FIGS. 1A-1D are simplified cross-sectional views of a partially completed integrated circuit illustrating a common STI formation process formed on a silicon substrate 10. Referring to FIG. 1A, a typical shallow trench isolation structure is created by first forming a thin pad oxide layer 12 over the surface of substrate 10 and then forming a silicon nitride layer 14 over pad oxide layer 12. The nitride layer acts as a hard mask during subsequent photolithography processes and the pad oxide layer provides adhesion of the nitride to the silicon substrate and protects the substrate when the nitride layer is removed near the end of the STI formation process.
Next, as shown in FIG. 1B, a series of etch steps are performed using standard photolithography techniques to pattern the nitride and oxide layers and form trenches 20 in silicon substrate 10. The photoresist (not shown) is then removed and a trench lining layer 16, such as an in situ steam generation (ISSG) oxide or other thermal oxide layer or a silicon nitride layer, is usually formed.
Referring to FIG. 1C, trenches 20 are then filled with an insulating material, such as gapfill silicon oxide layer 22, using a deposition process that has good gapfill properties.
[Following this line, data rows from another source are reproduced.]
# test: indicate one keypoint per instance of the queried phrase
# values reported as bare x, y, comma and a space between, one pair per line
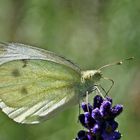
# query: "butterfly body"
35, 84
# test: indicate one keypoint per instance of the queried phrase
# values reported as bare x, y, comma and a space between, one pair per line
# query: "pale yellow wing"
34, 86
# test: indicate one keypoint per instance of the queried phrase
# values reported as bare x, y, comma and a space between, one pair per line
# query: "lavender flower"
99, 120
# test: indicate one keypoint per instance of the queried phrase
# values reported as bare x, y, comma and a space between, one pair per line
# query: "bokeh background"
89, 32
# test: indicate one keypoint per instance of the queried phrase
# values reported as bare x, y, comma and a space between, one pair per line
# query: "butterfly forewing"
33, 88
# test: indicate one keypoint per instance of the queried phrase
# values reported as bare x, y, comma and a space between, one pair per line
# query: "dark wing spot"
16, 73
24, 90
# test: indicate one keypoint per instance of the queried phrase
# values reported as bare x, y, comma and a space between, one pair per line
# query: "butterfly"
36, 84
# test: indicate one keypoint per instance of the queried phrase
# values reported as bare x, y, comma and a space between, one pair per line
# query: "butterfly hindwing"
33, 88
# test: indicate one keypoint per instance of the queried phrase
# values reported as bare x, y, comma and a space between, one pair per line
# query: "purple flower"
99, 120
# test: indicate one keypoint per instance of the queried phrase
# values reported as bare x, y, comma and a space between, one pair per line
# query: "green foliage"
89, 32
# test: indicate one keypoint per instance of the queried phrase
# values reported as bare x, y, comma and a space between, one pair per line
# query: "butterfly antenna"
116, 63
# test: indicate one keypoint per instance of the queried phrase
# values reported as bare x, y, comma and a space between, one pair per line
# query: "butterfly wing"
34, 83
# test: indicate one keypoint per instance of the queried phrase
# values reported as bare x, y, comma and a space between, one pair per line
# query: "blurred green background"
89, 32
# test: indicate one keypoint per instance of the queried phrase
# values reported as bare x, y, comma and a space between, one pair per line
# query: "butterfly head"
91, 76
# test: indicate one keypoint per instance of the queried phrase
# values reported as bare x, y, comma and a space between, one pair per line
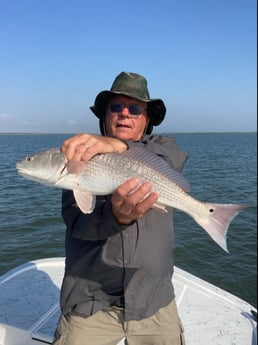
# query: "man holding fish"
119, 258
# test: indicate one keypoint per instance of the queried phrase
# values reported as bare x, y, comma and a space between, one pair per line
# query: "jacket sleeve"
164, 147
101, 224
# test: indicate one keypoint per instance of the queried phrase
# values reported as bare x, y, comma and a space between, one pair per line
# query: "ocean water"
221, 168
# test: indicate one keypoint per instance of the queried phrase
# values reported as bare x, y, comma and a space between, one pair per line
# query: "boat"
29, 307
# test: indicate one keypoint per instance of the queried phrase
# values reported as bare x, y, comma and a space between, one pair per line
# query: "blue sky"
199, 56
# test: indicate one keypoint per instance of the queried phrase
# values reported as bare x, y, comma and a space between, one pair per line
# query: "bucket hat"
135, 86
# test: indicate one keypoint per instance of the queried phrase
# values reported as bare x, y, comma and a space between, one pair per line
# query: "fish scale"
105, 172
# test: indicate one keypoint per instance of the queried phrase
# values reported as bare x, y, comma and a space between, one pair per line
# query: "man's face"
121, 120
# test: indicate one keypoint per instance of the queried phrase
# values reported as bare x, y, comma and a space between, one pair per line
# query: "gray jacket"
106, 261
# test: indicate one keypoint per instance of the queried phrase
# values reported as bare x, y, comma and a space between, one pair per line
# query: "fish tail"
218, 220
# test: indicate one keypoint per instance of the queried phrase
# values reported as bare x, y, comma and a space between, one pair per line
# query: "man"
119, 259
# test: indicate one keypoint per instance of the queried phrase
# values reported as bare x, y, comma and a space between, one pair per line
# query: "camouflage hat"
135, 86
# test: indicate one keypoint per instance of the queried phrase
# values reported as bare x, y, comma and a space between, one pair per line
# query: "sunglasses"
134, 109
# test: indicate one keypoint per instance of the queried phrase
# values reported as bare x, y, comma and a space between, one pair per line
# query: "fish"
103, 173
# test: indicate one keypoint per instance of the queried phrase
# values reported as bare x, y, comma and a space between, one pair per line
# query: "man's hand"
85, 146
132, 200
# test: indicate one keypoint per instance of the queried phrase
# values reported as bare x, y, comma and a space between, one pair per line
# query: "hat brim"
155, 107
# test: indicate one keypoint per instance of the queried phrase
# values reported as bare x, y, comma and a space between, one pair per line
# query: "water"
221, 168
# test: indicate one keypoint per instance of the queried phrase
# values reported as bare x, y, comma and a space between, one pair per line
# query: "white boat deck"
29, 307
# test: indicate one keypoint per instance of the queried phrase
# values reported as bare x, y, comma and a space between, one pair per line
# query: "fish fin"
75, 167
217, 223
86, 201
160, 208
157, 163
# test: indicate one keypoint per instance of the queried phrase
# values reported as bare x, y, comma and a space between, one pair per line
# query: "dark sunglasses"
134, 109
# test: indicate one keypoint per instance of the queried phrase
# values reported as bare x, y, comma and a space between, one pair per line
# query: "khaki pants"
107, 327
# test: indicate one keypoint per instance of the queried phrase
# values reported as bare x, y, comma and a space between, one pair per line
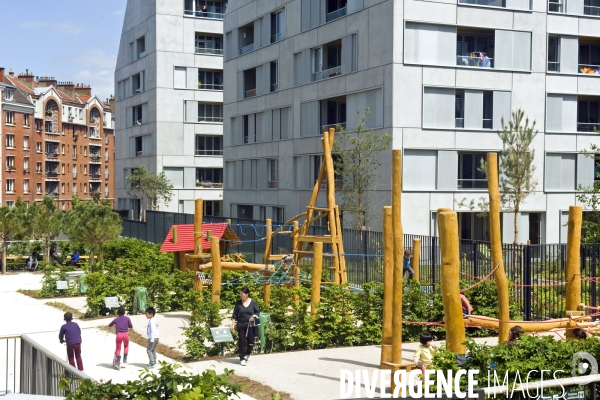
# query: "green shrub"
168, 383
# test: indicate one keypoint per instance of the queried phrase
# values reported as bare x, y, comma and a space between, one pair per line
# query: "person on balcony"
74, 258
32, 262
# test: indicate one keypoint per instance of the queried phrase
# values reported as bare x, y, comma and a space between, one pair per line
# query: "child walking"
71, 333
152, 332
425, 352
122, 325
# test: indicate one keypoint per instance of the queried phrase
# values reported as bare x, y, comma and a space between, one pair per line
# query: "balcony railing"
210, 86
204, 14
468, 184
589, 69
475, 60
327, 73
209, 152
276, 37
247, 48
209, 50
336, 14
587, 127
334, 126
210, 119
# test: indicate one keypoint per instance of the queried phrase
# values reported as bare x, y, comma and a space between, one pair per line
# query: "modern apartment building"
169, 85
437, 75
57, 140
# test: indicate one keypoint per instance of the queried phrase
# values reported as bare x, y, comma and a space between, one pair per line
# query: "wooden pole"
388, 286
398, 254
315, 294
217, 271
496, 247
573, 289
267, 260
416, 257
455, 324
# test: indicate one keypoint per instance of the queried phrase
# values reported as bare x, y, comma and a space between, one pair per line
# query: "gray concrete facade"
438, 76
168, 81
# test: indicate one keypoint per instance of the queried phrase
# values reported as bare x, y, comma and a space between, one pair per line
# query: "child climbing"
425, 351
122, 325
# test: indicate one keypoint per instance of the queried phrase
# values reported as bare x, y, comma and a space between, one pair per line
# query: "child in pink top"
122, 325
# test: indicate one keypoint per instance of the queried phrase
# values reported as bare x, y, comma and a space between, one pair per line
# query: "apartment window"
10, 163
210, 80
141, 47
137, 115
553, 54
274, 76
278, 214
209, 44
273, 173
475, 49
209, 145
469, 174
209, 177
137, 82
209, 113
277, 26
205, 8
213, 208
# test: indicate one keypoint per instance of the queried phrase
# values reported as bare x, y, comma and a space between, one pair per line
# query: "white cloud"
69, 28
32, 24
96, 58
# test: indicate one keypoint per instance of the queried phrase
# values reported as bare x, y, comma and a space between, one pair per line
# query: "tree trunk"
4, 257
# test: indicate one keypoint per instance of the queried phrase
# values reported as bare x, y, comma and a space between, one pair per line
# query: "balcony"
246, 49
480, 60
327, 73
333, 15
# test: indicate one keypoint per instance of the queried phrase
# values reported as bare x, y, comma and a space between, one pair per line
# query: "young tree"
357, 161
517, 180
13, 223
94, 224
45, 222
156, 188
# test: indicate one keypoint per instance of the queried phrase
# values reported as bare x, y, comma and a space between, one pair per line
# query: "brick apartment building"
56, 139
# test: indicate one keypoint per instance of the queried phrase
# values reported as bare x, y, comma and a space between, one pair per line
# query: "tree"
13, 223
156, 188
517, 180
46, 222
357, 161
93, 223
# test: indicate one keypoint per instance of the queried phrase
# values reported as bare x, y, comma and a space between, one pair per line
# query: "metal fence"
536, 272
29, 368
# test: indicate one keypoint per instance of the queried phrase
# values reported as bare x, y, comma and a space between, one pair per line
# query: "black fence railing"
536, 272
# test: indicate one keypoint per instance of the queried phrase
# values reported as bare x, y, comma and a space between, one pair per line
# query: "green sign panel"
221, 334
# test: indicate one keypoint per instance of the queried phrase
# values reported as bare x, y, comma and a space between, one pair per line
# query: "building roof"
185, 237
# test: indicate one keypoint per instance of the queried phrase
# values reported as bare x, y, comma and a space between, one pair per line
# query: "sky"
72, 40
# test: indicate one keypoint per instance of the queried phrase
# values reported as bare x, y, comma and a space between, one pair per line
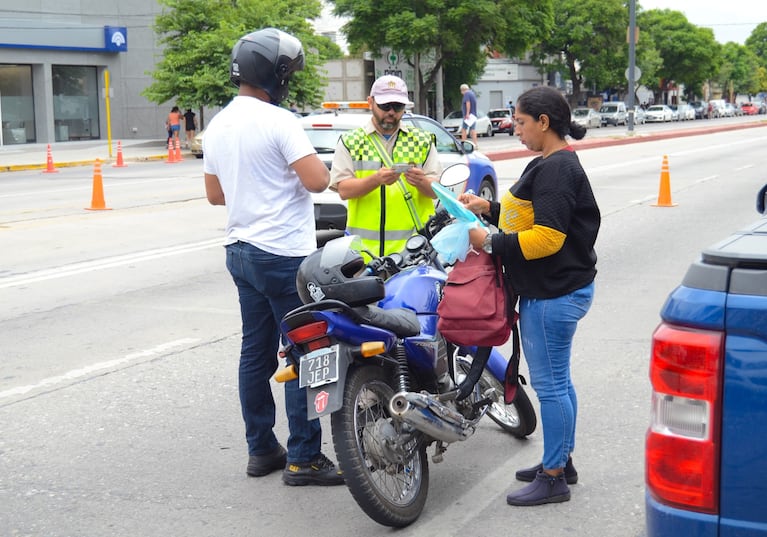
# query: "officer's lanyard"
387, 160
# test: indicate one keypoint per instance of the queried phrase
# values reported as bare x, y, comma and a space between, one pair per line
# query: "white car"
588, 117
659, 113
452, 124
324, 130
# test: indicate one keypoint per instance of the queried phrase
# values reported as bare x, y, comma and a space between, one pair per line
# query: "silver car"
588, 117
658, 113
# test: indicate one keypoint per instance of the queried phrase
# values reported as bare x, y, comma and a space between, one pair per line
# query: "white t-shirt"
249, 146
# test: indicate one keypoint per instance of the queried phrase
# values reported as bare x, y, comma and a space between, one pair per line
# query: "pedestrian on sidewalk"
260, 164
548, 220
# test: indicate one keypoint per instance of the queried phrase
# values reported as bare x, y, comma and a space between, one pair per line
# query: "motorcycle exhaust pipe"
430, 416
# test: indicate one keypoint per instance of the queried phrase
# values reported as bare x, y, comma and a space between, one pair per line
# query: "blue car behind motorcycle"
365, 345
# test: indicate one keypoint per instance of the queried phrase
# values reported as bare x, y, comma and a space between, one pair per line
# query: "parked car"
749, 109
325, 129
717, 107
501, 120
613, 113
700, 108
706, 446
454, 119
658, 113
588, 117
685, 111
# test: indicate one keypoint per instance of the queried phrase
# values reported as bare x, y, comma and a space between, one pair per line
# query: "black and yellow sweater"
549, 222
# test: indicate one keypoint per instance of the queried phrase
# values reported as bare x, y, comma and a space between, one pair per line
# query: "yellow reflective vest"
385, 223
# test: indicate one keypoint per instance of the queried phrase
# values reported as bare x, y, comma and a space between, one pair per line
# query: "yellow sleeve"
540, 241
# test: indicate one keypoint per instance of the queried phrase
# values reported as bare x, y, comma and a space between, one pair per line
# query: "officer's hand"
474, 203
416, 177
387, 176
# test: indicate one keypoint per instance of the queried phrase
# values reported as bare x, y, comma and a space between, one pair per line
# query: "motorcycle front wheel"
518, 418
386, 472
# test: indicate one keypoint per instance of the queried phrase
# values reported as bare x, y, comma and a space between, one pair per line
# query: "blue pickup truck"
706, 447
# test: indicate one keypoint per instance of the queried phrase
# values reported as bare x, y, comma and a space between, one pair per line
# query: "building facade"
57, 58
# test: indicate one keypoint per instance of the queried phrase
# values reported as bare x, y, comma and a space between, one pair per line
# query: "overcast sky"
730, 22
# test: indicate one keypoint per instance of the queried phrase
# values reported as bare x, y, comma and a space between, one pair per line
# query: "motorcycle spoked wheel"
518, 418
391, 493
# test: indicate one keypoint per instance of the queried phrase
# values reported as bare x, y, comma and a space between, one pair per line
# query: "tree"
198, 36
690, 53
458, 33
757, 43
586, 43
739, 71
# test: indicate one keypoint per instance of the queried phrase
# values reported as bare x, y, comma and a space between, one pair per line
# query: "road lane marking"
100, 264
74, 374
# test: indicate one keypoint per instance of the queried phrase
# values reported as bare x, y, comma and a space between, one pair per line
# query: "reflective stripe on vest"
384, 229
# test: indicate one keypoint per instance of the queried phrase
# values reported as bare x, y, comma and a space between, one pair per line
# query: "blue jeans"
266, 284
547, 327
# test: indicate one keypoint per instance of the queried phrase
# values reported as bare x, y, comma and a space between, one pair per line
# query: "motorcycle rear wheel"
394, 495
518, 418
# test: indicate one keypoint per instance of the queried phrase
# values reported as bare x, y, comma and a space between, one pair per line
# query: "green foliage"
740, 69
587, 43
757, 43
198, 36
691, 55
460, 33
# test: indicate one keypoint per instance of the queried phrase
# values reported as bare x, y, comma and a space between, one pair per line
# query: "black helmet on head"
267, 59
336, 272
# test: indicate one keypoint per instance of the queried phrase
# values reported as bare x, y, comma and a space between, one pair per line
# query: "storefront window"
75, 102
17, 110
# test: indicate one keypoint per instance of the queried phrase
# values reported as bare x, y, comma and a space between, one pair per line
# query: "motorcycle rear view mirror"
454, 177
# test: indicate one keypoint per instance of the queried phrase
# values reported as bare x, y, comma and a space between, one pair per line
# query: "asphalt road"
119, 337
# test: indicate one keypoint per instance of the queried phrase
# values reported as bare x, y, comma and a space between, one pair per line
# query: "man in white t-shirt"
261, 165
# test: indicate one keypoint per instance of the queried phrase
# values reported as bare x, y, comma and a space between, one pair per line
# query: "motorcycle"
365, 345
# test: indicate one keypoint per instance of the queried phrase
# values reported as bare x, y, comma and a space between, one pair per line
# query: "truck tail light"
682, 445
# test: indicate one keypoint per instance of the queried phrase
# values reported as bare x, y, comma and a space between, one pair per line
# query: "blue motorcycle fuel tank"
419, 289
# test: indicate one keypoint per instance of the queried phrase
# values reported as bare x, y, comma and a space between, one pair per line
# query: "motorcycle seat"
402, 321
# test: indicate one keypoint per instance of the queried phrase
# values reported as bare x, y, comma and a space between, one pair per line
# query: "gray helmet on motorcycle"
336, 272
267, 59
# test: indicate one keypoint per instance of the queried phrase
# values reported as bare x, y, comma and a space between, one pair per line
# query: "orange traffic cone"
97, 199
664, 193
179, 158
120, 163
171, 153
49, 168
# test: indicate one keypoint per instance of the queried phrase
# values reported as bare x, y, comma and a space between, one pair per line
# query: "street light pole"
632, 62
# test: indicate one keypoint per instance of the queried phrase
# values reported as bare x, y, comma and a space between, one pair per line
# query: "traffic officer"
385, 170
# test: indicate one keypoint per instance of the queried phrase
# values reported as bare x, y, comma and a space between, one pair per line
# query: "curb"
73, 163
626, 139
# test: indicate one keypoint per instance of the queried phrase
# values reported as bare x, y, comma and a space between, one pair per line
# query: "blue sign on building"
116, 38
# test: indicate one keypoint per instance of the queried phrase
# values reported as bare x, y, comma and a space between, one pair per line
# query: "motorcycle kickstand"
439, 449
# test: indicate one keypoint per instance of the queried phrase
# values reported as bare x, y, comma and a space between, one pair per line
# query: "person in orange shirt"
174, 121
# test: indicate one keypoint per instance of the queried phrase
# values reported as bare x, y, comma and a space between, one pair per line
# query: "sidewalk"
65, 154
623, 137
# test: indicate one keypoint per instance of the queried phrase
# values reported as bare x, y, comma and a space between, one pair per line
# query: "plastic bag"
452, 241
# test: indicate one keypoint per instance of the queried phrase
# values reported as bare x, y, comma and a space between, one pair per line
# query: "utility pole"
632, 62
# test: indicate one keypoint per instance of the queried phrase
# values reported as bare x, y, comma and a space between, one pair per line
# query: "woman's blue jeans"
266, 284
547, 327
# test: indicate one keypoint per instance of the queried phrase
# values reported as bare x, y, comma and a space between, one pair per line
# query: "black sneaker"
544, 489
321, 471
528, 474
261, 465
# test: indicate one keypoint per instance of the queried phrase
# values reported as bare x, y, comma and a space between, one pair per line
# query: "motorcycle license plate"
318, 367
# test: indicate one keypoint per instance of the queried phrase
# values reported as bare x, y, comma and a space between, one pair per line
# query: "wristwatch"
487, 244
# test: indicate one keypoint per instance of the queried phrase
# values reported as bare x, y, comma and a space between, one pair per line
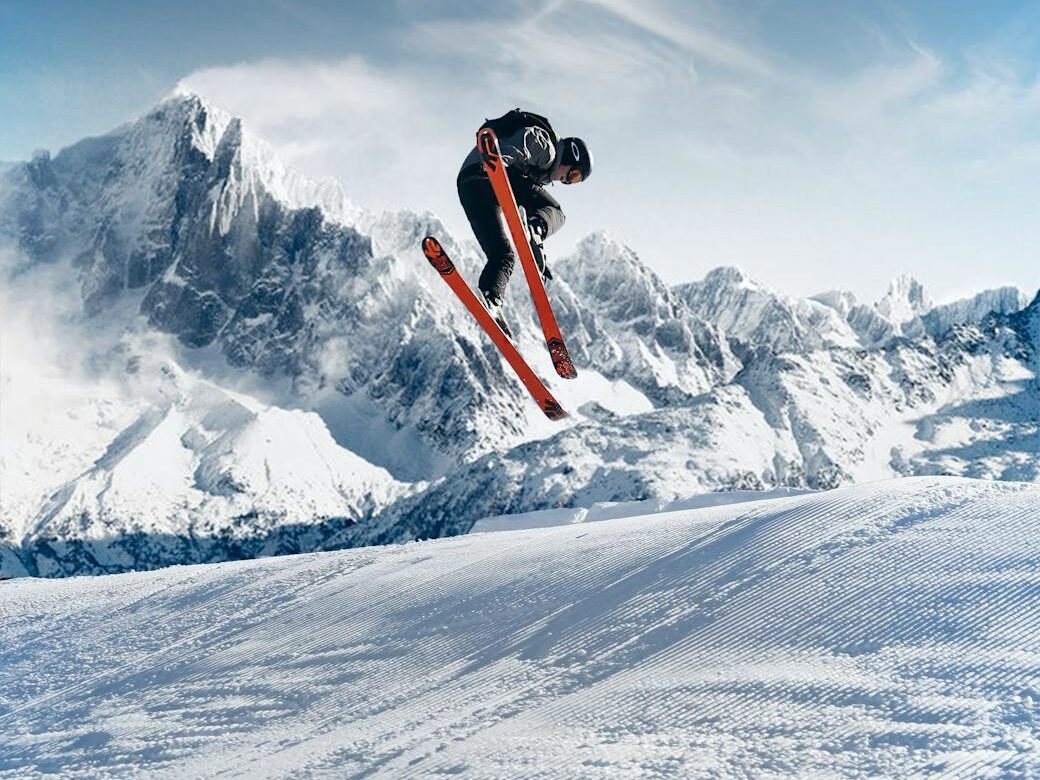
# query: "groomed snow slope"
888, 629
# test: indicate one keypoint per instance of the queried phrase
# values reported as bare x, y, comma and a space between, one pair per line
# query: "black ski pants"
485, 216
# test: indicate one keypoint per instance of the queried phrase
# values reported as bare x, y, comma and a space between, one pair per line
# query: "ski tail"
442, 263
487, 144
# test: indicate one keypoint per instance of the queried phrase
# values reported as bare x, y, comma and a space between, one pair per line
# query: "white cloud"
710, 146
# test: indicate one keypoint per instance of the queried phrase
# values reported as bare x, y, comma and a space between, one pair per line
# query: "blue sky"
816, 145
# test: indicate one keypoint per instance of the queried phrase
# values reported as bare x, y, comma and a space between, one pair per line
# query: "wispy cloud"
713, 145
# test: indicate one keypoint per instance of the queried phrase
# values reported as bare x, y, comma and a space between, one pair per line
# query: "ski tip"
437, 257
562, 359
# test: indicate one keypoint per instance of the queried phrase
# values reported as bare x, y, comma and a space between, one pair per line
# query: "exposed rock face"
188, 221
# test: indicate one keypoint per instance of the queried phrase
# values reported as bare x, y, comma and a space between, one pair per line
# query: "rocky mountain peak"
905, 300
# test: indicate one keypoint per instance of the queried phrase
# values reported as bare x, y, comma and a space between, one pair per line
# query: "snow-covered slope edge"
885, 629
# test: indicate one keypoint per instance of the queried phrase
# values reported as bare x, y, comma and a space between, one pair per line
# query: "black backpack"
512, 121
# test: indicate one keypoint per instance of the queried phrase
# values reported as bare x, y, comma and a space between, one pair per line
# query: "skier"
534, 157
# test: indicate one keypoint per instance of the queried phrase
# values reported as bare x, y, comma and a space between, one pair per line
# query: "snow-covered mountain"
178, 245
886, 629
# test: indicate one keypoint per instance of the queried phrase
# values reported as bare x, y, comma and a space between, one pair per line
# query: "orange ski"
487, 144
439, 259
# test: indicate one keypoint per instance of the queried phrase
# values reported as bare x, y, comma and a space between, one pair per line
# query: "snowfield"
888, 629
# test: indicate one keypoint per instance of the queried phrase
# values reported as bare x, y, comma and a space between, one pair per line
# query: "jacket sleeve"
529, 152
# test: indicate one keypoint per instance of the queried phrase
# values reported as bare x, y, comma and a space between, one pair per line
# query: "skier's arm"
529, 151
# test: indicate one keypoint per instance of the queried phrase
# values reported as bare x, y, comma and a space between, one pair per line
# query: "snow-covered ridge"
889, 628
182, 227
757, 315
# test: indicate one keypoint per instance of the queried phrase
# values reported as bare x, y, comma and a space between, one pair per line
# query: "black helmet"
576, 154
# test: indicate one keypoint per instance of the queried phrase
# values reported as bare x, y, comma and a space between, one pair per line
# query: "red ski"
490, 154
442, 263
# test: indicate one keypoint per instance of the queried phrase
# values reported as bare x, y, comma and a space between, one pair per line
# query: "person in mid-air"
534, 157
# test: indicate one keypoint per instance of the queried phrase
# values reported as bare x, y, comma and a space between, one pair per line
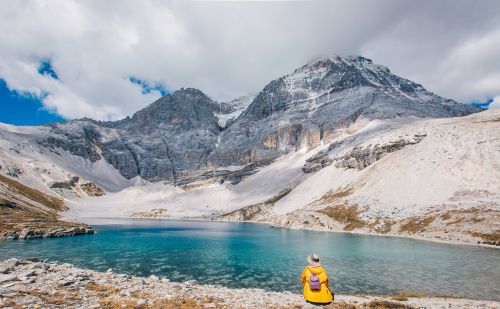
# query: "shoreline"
32, 282
413, 237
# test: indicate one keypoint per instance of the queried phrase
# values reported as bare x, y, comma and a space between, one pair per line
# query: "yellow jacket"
321, 296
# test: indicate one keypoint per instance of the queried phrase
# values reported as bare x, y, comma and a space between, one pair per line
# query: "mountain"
338, 144
178, 138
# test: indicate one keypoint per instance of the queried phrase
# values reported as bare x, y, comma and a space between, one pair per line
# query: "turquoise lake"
245, 255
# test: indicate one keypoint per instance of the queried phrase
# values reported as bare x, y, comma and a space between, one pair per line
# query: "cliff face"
180, 138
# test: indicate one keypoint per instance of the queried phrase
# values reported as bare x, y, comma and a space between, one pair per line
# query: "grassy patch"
416, 224
332, 196
385, 228
385, 304
53, 202
488, 238
345, 214
403, 296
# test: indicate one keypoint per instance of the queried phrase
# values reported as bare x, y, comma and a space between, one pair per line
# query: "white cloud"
495, 104
231, 49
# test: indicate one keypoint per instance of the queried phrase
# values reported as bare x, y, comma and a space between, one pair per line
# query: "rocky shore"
33, 283
48, 233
One or more additional steps including chemical mechanical polishing (CMP) are then used to remove nitride layer 14 and pad oxide layer 12 and level the gapfill oxide 22 to the top of the trench (surface 24) as shown in FIG. 1D. The remaining insulating oxide in the trenches provides electrical isolation between active devices formed on neighboring islands of silicon.
Most integrated circuits include some regions that are isolated by relatively narrow trenches, e.g., in the active areas 26 shown in FIGS. 1B-1D, along with some regions that are isolated by much wider trenches, e.g., in open areas 28, that may be an order of magnitude or more wider than trenches in the active areas. Additionally, the narrow-width trenches used in many integrated circuits have very high aspect ratios making the filling of trenches 20 one of the most challenging gapfill applications in the formation of the integrated circuit. The presence of both high-aspect-ratio, narrow-width trenches and relatively wide trenches in different parts of the silicon substrate make the filling of the trenches even more challenging.
A variety of different gapfill techniques have been developed to address such situations. Despite the many successes achieved in this area, semiconductor manufacturers are continuously researching alternative techniques to fill such gaps as well as improved techniques to fill the even more aggressive aspect ratio gaps that will likely be required in future processes.
Embodiments of the present invention deposit an insulating material that can be used to fill trenches or gaps between adjacent raised features. The techniques of the invention are particularly useful for filling trenches associated with shallow trench isolation structures in integrated circuits but can be used in a variety of other applications including, but not limited to, the formation of premetal and intermetal dielectric layers in integrated circuits.
In one embodiment a method of filling a plurality of trenches etched in a substrate is disclosed. The method includes depositing a layer of spin-on glass (SOG) material over the substrate and into the plurality of trenches; exposing the layer of spin-on glass material to a solvent; curing the layer of spin-on glass material; and depositing a layer of silica glass over the cured spin-on glass layer using a chemical vapor deposition technique.
In another embodiment the method includes depositing a layer of spin-on glass material over the substrate and into the plurality of trenches; curing the layer of spin-on glass material by exposing the spin-on glass material to electron beam radiation at a first temperature for a first period and subsequently exposing the spin-on glass material to an electron beam at a second temperature for a second period, where the second temperature is greater than the first temperature. The method concludes by depositing a layer of silica glass over the cured spin-on glass layer using a chemical vapor deposition technique.